After half an hour I looked. It had started to have a nice smell. I pulled it out. Tasted. Mushed mixed a little. The carrots were the firmest thing in there, plus some of the apples. But the apples would cook down. A carrot in yam matrix tasted good, and some of the fruit sweet was in the bite, but not much. I tried another spoon from a different corner of the pot. Same verdict. That’s when I went for the honey and vanilla. I poured a little vanilla. But the honey was my only measured quantity

2 tablespoons of honey

I know that because I poured in one tablespoon. Then I looked, and decided to add another.

Mix mix mush mush. Back in the oven. Maybe another hour. Or a little more.
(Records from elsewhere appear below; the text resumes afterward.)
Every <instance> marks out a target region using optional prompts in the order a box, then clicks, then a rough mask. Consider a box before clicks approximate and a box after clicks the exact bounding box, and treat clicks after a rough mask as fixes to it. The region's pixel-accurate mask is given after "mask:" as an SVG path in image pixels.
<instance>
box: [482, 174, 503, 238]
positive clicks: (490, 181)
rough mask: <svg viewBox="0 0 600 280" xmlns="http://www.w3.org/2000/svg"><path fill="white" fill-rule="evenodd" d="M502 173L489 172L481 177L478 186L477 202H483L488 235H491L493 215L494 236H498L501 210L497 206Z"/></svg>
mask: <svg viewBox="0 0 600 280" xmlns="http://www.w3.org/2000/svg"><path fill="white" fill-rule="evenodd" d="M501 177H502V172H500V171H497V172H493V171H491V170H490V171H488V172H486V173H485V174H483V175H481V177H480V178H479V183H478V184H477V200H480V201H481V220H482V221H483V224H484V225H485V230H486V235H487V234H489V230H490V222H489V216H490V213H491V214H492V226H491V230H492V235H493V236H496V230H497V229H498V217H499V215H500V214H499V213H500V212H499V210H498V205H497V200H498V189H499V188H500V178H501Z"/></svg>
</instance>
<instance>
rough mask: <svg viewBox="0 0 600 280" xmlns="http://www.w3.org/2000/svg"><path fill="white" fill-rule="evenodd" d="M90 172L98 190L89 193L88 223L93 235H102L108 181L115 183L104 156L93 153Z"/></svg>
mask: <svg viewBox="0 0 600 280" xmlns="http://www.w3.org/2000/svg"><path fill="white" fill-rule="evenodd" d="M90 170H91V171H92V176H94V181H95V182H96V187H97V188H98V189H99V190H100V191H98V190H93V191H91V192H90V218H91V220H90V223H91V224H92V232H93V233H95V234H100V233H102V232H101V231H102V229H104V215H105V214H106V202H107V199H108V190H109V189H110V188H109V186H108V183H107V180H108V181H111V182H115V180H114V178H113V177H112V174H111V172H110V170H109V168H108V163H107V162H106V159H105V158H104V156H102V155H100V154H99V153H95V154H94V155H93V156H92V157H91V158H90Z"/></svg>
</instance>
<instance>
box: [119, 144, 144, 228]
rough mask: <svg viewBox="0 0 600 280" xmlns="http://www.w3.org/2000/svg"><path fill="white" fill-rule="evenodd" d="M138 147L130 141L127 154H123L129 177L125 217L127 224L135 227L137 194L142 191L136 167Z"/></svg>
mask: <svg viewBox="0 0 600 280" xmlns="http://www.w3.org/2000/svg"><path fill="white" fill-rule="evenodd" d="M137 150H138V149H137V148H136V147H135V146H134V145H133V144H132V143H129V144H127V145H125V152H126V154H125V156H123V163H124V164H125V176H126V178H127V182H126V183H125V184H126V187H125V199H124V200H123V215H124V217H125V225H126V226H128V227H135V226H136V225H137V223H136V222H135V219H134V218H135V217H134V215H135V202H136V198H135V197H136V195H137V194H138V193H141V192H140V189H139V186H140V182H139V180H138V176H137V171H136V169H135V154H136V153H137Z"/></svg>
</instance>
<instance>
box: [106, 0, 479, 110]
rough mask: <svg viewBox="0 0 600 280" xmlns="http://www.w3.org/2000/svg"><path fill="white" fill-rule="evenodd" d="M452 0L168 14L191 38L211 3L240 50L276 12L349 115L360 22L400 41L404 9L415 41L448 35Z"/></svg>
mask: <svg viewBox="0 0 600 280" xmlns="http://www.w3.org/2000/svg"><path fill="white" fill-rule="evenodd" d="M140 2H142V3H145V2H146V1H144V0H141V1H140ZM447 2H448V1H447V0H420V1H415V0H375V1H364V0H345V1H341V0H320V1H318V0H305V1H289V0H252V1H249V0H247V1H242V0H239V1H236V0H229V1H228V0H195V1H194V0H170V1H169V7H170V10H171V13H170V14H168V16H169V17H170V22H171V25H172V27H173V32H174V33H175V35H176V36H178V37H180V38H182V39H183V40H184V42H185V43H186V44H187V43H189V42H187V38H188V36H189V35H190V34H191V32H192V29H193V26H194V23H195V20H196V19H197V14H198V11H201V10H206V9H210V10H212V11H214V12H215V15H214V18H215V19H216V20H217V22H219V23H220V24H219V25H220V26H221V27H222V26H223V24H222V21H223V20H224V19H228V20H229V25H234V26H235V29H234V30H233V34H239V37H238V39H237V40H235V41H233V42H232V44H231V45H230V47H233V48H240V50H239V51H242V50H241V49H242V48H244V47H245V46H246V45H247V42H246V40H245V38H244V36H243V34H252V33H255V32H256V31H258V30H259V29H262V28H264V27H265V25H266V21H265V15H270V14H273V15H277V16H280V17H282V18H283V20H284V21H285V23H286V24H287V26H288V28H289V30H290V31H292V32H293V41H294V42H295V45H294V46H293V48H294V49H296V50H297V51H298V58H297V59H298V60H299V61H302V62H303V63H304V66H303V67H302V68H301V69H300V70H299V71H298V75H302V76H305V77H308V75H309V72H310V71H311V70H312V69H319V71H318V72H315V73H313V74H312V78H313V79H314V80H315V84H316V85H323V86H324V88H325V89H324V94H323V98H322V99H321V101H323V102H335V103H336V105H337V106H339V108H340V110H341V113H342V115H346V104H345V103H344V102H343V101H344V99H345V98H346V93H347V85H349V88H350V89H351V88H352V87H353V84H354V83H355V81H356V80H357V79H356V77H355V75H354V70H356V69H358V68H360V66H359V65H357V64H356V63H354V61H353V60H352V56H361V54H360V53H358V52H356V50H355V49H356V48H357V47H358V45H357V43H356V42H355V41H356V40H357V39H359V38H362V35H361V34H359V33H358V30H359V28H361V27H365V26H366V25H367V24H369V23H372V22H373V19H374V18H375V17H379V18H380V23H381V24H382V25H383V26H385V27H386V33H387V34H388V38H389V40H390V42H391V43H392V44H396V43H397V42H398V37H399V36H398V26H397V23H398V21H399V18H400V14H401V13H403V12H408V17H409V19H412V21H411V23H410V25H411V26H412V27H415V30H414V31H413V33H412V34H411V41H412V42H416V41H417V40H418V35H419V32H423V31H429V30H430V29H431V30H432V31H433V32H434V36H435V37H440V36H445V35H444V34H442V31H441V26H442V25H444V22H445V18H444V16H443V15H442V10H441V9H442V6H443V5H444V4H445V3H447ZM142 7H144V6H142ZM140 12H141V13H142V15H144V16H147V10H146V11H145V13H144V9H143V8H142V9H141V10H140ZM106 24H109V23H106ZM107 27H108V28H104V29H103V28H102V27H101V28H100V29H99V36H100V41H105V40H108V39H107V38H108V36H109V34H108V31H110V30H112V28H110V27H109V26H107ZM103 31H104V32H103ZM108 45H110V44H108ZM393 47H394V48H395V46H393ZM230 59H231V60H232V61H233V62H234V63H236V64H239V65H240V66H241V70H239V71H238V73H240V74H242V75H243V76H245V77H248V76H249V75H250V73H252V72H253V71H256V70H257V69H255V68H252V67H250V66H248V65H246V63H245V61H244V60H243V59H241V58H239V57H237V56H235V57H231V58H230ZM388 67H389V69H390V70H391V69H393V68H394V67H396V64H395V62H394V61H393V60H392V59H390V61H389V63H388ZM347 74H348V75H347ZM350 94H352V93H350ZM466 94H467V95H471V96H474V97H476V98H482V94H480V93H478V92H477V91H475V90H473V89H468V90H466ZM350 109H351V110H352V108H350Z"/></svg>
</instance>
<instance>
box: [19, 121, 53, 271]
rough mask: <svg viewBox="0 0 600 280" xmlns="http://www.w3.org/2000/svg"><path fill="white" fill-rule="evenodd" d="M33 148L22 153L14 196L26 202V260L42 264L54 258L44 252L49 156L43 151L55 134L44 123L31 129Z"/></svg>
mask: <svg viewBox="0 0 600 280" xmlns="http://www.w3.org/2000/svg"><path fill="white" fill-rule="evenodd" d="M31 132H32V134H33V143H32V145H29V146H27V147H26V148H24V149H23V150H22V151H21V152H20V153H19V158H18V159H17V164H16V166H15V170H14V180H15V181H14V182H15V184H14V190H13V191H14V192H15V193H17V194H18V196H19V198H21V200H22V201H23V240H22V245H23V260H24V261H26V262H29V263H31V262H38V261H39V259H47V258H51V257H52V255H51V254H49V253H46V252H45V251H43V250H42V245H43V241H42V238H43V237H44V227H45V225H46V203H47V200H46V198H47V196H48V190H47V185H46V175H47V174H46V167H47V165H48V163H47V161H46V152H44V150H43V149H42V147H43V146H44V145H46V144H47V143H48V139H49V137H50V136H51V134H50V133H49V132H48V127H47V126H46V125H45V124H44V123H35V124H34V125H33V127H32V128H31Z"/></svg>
It was good. The carrots (less sweet) were “floating” in a yam matrix with unidentifiable fruit flavors (apple/pear/banana) and while there was sweetness, it was dinner sweetness, less sweet than the cranberry sauce (but no acid), and far less sweet than the abominable yams with marshmallows on top that my sister asked for (what, no marshmallows?) before declaring mine perfectly good.

*Pumpkin is a good ingredient because the fresh stuff does not show up year round, and it has an interesting texture, and because, if you buy a small to medium sized one it’s pretty easy to get the guts ready for cooking. Take a small-medium pumpkin. It should fit on a plate. Saw it in half along the equator. Yank/scrape out the seeds. Fill the plate with water. put the pumpkin face down in the water. Microwave on high. 5 minutes. Probably not enough. Take it out of the microwave. Is the flesh ready to fall out? Nope? Try another 5 minutes. You might need a third 5 minutes, but that’s the longest it’s ever taken me. And then you can just cook with it.